According to the rock mass quality grading method based on machine learning, provided by the invention, the drilling television is slowly pushed into the drilling hole to obtain drilling hole images and more accurate drilling hole information, so that the rock mass quality grading standard of a single minimum measurement calculation unit is utilized to grade rock mass joint interval indexes, rock mass joint state indexes, complete rock strength indexes, rock quality indexes, underground water state indexes and ground stress indexes based on the drilling hole information, and the rock mass quality grading indexes of the minimum measurement calculation unit are summed to obtain RMR (rock mass grade) rock mass quality grading grade, and the drilling hole information obtained based on the drilling hole television is utilized to carry out RMR (rock mass grade) rock mass quality grading grade, and the single drilling hole is used as the minimum measurement calculation unit, so that the grading result is more reliable; the rock mass grading indexes and the rock mass grading scores of each drilled hole are established into a rock mass grading database and are processed by a machine learning algorithm to obtain a random forest model and an Adaboost regression algorithm model, the rock mass grading indexes of a single minimum measurement calculation unit are input into the random forest model and the Adaboost regression algorithm model, the average value of the prediction results of the random forest model and the Adaboost regression algorithm model is taken as the final rock mass grading result, and a more accurate grading result is obtained.

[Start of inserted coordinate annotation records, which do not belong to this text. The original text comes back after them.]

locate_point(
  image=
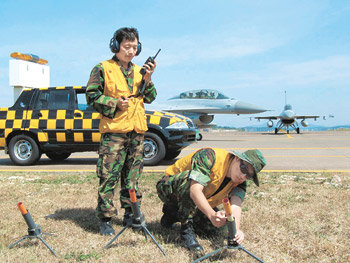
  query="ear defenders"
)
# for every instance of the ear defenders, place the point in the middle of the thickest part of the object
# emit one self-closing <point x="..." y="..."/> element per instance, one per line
<point x="115" y="46"/>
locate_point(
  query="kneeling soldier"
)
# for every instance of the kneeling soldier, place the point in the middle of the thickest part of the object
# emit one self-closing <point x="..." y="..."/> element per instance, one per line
<point x="201" y="180"/>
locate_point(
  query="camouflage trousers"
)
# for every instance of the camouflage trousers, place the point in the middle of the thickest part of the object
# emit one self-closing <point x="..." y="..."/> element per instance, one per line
<point x="174" y="191"/>
<point x="120" y="158"/>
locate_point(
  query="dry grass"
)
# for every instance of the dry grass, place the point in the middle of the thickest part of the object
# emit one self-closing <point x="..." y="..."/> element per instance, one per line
<point x="289" y="218"/>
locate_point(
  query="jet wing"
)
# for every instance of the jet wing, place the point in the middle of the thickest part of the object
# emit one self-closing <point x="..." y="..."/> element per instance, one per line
<point x="306" y="117"/>
<point x="268" y="118"/>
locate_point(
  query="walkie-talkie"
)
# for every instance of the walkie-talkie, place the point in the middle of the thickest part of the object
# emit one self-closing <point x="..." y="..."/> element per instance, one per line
<point x="150" y="59"/>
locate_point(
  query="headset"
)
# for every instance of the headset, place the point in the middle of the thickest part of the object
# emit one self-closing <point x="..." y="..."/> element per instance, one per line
<point x="114" y="45"/>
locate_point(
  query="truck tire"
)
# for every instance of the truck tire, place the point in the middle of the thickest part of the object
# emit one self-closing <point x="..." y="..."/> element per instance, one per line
<point x="24" y="150"/>
<point x="171" y="154"/>
<point x="58" y="156"/>
<point x="153" y="149"/>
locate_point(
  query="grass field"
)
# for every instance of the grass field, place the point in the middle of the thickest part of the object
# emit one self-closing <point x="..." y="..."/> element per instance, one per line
<point x="289" y="218"/>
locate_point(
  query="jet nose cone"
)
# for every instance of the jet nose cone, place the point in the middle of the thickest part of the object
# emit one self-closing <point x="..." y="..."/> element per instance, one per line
<point x="287" y="114"/>
<point x="247" y="108"/>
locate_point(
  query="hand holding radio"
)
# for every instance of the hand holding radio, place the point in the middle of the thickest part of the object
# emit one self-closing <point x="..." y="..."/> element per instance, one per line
<point x="148" y="68"/>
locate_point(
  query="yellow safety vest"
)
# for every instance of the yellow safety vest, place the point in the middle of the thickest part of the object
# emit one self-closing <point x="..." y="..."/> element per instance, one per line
<point x="217" y="175"/>
<point x="134" y="117"/>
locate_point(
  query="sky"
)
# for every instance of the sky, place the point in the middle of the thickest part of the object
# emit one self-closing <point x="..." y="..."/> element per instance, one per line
<point x="253" y="51"/>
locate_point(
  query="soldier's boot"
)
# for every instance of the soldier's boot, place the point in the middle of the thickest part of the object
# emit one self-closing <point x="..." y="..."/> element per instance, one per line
<point x="127" y="219"/>
<point x="170" y="215"/>
<point x="188" y="237"/>
<point x="106" y="228"/>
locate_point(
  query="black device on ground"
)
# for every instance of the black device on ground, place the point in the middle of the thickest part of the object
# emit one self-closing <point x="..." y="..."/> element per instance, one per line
<point x="231" y="243"/>
<point x="34" y="230"/>
<point x="137" y="222"/>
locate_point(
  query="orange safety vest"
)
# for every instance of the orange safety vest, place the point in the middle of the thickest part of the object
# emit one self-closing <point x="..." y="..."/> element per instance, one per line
<point x="134" y="117"/>
<point x="217" y="175"/>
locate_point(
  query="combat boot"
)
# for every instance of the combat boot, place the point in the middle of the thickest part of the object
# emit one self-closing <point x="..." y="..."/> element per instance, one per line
<point x="188" y="237"/>
<point x="170" y="215"/>
<point x="127" y="219"/>
<point x="106" y="228"/>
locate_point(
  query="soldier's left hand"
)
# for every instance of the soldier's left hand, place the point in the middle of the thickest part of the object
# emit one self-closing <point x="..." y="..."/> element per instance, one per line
<point x="239" y="237"/>
<point x="149" y="70"/>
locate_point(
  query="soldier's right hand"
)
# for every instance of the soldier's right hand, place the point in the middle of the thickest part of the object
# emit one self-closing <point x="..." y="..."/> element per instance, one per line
<point x="218" y="219"/>
<point x="123" y="103"/>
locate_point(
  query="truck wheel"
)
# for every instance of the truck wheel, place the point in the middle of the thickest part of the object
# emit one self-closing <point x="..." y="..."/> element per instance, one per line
<point x="58" y="156"/>
<point x="153" y="149"/>
<point x="24" y="150"/>
<point x="171" y="154"/>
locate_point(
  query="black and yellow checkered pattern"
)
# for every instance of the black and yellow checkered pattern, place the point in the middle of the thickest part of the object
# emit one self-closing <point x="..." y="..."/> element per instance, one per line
<point x="65" y="125"/>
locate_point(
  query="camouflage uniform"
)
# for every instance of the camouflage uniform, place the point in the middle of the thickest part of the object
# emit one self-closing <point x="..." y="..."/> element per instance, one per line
<point x="120" y="154"/>
<point x="174" y="190"/>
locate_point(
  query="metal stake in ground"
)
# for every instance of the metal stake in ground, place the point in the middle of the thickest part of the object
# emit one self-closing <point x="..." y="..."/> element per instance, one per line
<point x="34" y="230"/>
<point x="137" y="222"/>
<point x="231" y="244"/>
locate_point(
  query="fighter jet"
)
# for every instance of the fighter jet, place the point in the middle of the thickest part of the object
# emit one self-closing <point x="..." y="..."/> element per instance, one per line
<point x="287" y="119"/>
<point x="200" y="105"/>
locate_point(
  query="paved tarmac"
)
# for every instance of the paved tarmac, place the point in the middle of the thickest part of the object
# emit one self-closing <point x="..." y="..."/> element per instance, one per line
<point x="305" y="152"/>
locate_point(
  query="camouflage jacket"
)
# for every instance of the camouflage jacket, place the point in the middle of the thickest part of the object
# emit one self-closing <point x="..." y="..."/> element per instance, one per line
<point x="202" y="164"/>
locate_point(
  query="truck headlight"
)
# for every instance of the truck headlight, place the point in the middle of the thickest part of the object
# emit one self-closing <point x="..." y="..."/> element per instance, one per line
<point x="178" y="125"/>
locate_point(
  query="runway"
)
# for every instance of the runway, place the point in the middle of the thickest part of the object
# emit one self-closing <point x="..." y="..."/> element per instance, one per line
<point x="327" y="151"/>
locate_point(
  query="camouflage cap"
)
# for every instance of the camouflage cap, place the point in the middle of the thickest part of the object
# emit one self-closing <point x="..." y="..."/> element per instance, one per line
<point x="255" y="158"/>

The preferred embodiments of the present invention have been described in detail above with reference to the accompanying drawings, but the present invention is not limited to the specific details of the above embodiments, and various simple modifications can be made to the technical solution of the present invention within the scope of the technical concept of the present invention, and all the simple modifications belong to the protection scope of the present invention.
In addition, the specific features described in the foregoing embodiments may be combined in any suitable manner, and in order to avoid unnecessary repetition, the present invention is not limited to the various possible combinations, so long as the concept of the present invention is not violated.

Claims (7)

1. The rock mass quality grading method based on machine learning is characterized by comprising the following steps:
(1) Acquiring drilling information, wherein the drilling information comprises drilling images, drilling depth, azimuth, inclination angle and serial numbers of the drilling holes and serial numbers of cores corresponding to the drilling holes, and establishing a drilling image database according to the drilling information;
(2) Taking a single drilling hole as a minimum measurement calculation unit, scoring and summing rock mass grading indexes of each minimum measurement calculation unit based on RMR rock mass grading standards to obtain a rock mass grading score of each minimum measurement calculation unit, wherein the rock mass grading indexes comprise a rock mass joint interval index, a rock mass joint state index, a complete rock strength index, a rock mass index, a groundwater state index and a ground stress index;
(3) Establishing a rock mass quality grading database, and recording the rock mass quality grading index and the rock mass quality grading score of each drilling hole into the rock mass quality grading database;
(4) Processing the rock mass quality grading database based on a random forest regression algorithm and an Adaboost regression algorithm respectively, and obtaining two machine learning prediction models through training;
(5) And respectively inputting various rock mass quality grading index data acquired from the rock mass within the drilling depth range into the two machine learning prediction models, wherein the average value of the output results of the two machine learning prediction models is the rock mass quality grading result.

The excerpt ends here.